Übernommen von Unsere Zeit:

Am 12. Juni wurde aus jahrzehntelanger Bedrohung ernst: Israel begann mit militärischer Unterstützung der USA einen offenen Krieg gegen den Iran. Zehn Tage später stiegen die USA mit Angriffen eigener Bomber direkt in diesen ein ‒ heimtückisch, noch während Verhandlungen mit der Islamischen Republik liefen. Von den EU-Staaten kam volle Rückendeckung für den verbrecherischen Überfall. Durch die Aktivierung des sogenannten Snapback-Mechanismus des Wiener Atomabkommens mit dem Iran verschärften sie auch noch den Wirtschaftskrieg gegen das Land.

Auch wenn die militärischen Aggressionen und Wirtschaftsblockaden massive Schäden verursachen, erweist sich das Land recht widerstandsfähig und kann auf wachsende Unterstützung aus dem Globalen Süden bauen.

Außerhalb des Westens wird der 12-tägige Krieg, der aufgrund seines enormen Eskalationspotentials die Welt den Atem anhalten ließ, als eindeutig völkerrechtswidrige Aggression gewertet, als Angriffskrieg, für den es keine Rechtfertigung gibt. Der Iran hat keinen der beiden Angreifer militärisch attackiert und stand auch nicht kurz vor der Fertigstellung einer Atombombe. Selbst die 16 US-Geheimdienste kamen in ihrer gemeinsamen Bedrohungsanalyse erneut zu dem Schluss, dass nichts auf ein iranisches Atomwaffenprogramm hindeute.

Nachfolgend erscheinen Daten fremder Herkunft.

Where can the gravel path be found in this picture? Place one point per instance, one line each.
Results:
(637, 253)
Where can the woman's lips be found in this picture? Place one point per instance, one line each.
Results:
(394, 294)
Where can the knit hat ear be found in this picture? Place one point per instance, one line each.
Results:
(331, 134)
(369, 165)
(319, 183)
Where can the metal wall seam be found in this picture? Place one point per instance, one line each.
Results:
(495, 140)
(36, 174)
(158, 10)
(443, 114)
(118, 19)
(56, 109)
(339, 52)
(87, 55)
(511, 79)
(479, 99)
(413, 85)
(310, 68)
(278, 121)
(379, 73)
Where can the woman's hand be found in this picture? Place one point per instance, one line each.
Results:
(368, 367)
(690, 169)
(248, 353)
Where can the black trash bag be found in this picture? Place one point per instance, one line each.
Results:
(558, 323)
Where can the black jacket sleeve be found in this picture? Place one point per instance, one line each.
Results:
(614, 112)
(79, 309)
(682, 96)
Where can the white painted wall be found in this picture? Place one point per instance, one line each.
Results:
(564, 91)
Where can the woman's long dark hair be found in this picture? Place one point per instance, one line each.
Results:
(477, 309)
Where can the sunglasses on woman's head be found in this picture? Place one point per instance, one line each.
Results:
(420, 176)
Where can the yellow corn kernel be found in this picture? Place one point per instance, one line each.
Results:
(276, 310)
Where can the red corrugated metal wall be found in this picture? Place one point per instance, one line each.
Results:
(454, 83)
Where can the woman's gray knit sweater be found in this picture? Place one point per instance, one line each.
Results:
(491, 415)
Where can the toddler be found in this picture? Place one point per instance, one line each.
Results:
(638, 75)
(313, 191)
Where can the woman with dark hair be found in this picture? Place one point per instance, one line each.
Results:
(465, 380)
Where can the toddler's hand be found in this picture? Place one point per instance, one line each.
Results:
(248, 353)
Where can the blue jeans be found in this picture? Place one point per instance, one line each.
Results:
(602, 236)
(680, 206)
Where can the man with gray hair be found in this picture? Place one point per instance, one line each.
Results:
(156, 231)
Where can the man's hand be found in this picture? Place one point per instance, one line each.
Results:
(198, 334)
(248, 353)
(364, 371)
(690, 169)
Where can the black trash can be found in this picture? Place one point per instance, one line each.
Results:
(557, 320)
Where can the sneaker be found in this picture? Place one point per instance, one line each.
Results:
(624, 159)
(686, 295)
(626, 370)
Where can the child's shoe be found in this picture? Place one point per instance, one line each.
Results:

Auch das würde noch keine militärischen Angriffe rechtfertigen, schon gar nicht von Staaten, die selbst über Atomwaffen verfügen. Das in die Sicherheitsstrategien der USA und der EU übernommene Präemptivkonzept einer „vorbeugenden Verteidigung“ durch militärische Schläge auf Gegner, von denen kein Angriff ausgeht oder akut droht, ist vom Völkerrecht nicht gedeckt. Nicht Israel ist es, das iranische Atomwaffen fürchten muss, sondern es ist der Iran, der durch die israelischen wie US-amerikanischen Atomwaffen in seiner Existenz bedroht ist.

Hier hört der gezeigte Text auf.